You might be able to sell that sort of guff to the innocent young greenie the pond had sharp words with recently - she was so sweet, and so beguiled, and so completely unable to understand how the party had wandered up a dry gulch and got pinged in NSW - but naturally Polonius cranks the pond up to eleven...


Now the pond has been down this path before with Polonius, and this sort of ancient history is about as relevant to the discussion as noting Polonius's long and enduring dalliance with the loons led by the Franco-worshipping B. A. Santamaria, who had an alarming tendency towards fascism.

Somehow this reminded the pond of Guy Rundle's review of Polonius's profile of Santa (not the sort of red you want coming down the chimney), which can be found here at Crikey, and which included the immortal line ...

Reviewers and previewers have praised it, but with the tone often reserved for someone who has made a model of St Patrick’s Cathedral out of matchsticks, the credit due to the solid execution of a task that is utterly incomprehensible.

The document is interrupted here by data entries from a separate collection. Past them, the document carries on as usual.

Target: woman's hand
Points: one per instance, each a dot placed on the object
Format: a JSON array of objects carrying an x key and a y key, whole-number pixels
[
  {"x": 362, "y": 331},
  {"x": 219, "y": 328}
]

And then, waltzing past all the inconvenient matters omitted by Polonius but noted by Rundle, this summary of Polonius and Santa together, which would be sure to rouse Polonius's ire:

That’s Henderson at his best/worst, ignoring inconvenient facts. There’s no other way to write it, since Henderson himself joined the organisation in 1966. By then a spiritual and political malaise has started to grip the NCC, Santamaria’s key organisation. The long and indefinite alliance with capitalism was starting to eat into its soul, as the very decadence Santamaria had predicted it would bring was now coming to pass, with the rise of the consumer culture, the youthquake and everything that we now call the ’60s (or to use the Australian term, the ’70s). Soviet communism may have fallen into torpor, but all the energy was with the new Third World variety, from Havana to Hanoi. That the war against complex and hybrid forces — anti-imperialist, nationalist, communist etc — was turning into a vast atrocity was of no import. B-52s, the bloody coup in Indonesia, the apartheid-era South African government, the Pinochet coup that restaged Franco’s victory 40 years on — all was supported in the pages of News Weekly, the NCC’s wacky/bloody flagship publication. 
None of it gets a mention here. Instead there is a deep examination of the NCC that occurred in the 1970s, based around Santamaria’s increasing megalomania — by the late 1960s, he was coming to be the sole speaker at NCC and other Movement group conference, giving eight of nine papers across the course of a weekend. Many of those from the non-Catholic anti-communist movement, and not bound up in the mystique, found it exhausting. “Like Fidel Castro,” Peter Coleman observed. This is also the point at which the author enters as subject. Henderson had been attracted to the NCC in the mid-’60s as a student at Melbourne University, and rapidly became a rising figure within Santa’s organisation. But over the years he claims he became disenchanted with Santamaria’s autocratic style, and also his oppositionism and kulturpessismus — his sense that he was fighting a losing battle against the forces of atheist nihilism, and that the Christian West had already been lost. Others have suggested — amazingly, this doesn’t appear in the book — that it was Santamaria who became disenchanted with Henderson, seeing in him not someone who could take up the struggle, but a young man on the make, already looking for a chance to rise in the political mainstream. This all culminated in a 1974 conference at which seven of the nine papers were to be given by Santa, with Henderson permitted to give a dissident view of internal organisation, and someone else speaking on “Hope”, a topic Santamaria was happy to delegate because, as Henderson remarks in one of the occasional moments of dry wit in the work, “he believed there was none”. At the last moment, Henderson’s paper was cancelled, and he left the organisation, ending up in the Fraser Liberal government. It’s not impossible that, by this time, Santa was using one of the many techniques one develops in such small group organisations, encouraging someone, of their own accord, to fuck off.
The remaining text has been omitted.